Eine Schwangerschaft ist damit eine Ausnahmesituation für Körper und Geist, die es erfolgreich zu meistern gilt. Gepaart mit Job und Alltag kann es allerdings zu Belastungen kommen, die nicht nur der Schwangeren selbst, sondern auch dem Fötus an den Kragen gehen, berichten nun Wissenschafter der Universität Zürich. Das Gefühl, ständig unter Strom zu stehen, sich immer um alles kümmern zu müssen, nicht alles unter einen Hut zu bringen, lässt die Konzentrationen von Stresshormonen im Fruchtwasser ansteigen.

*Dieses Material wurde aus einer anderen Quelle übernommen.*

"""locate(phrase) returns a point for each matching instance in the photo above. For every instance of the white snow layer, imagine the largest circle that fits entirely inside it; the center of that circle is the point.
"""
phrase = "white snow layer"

Dies scheint der Entwicklung des Ungeborenen einer der Schweizer Forscher Studie zufolge zu schaden.


Stresshormon im Fruchtwasser
Bei Stress schüttet der menschliche Körper bestimmte Hormone aus, um mit der höheren Belastung umzugehen. So zum Beispiel das sogenannte Corticotropin-Releasing-Hormon (CRH), das in Folge das bekannte Stresshormon Cortisol ansteigen lässt. Dieser Mechanismus bleibt auch während der Schwangerschaft bestehen, und die Plazenta, die den Fötus mit Nährstoffen versorgt, kann CRH ebenfalls freisetzen. Dadurch gelangt es in kleiner Menge auch in den fetalen Kreislauf und ins Fruchtwasser, schreiben die Forscher um die Psychologin Ulrike Ehlert von der Universität Zürich in einer Mitteilung der Hochschule.

Aus Tierstudien ist bekannt, dass dieses Hormon die Entwicklung des Ungeborenen ankurbeln kann. Es wird dann verstärkt ausgeschüttet, wenn die Wachstumsbedingungen im Mutterleib ungünstig sind. Dadurch sollen die Überlebenschancen angesichts einer zu frühen Geburt erhöht werden. Bei Kaulquappen ist dies bekannt: Droht ihr Teich auszutrocknen, so wird im Froschnachwuchs CRH freigesetzt, wodurch die Metamorphose vorangetrieben wird. Was dem Frosch sein Überleben sichert, kann beim Menschen aber auch negative Folgen haben. Wird das Wachstum des Ungeborenen nämlich zu sehr beschleunigt, "kann dies auf Kosten der ausdifferenzierten Reifung der Organe geschehen", betont Ehlert. So manches Organ könnte also darunter leiden und somit Schaden nehmen.

Bindung gleicht aus
Daraus können sich später psychische oder körperliche Erkrankungen entwickeln - so zum Beispiel eine Aufmerksamkeitsdefizit-/Hyperaktivitätsstörung (ADHS) oder auch Herz-Kreislauf-Leiden, schreiben die Forscher. Die Rede ist dabei allerdings nur von lang anhaltenden Stresssituationen. Bei akuter, kurzanhaltender Belastung der Mutter bleibt das Baby der Studie zufolge vor den negativen Effekten von Stress geschützt. Das Cortisol steigt dabei nur im mütterlichen Körper an und nicht im Fruchtwasser.

Da sich Stress in der Schwangerschaft nicht immer vermeiden lässt, hat sich die Natur aber offenbar etwas ausgedacht: Denn "eine sichere Bindung zwischen Mutter und Kind nach der Geburt kann negative Effekte von Stress in der Schwangerschaft wieder aufheben", betont die an der Studie beteiligten Psychologin Pearl La Marca-Ghaemmaghami.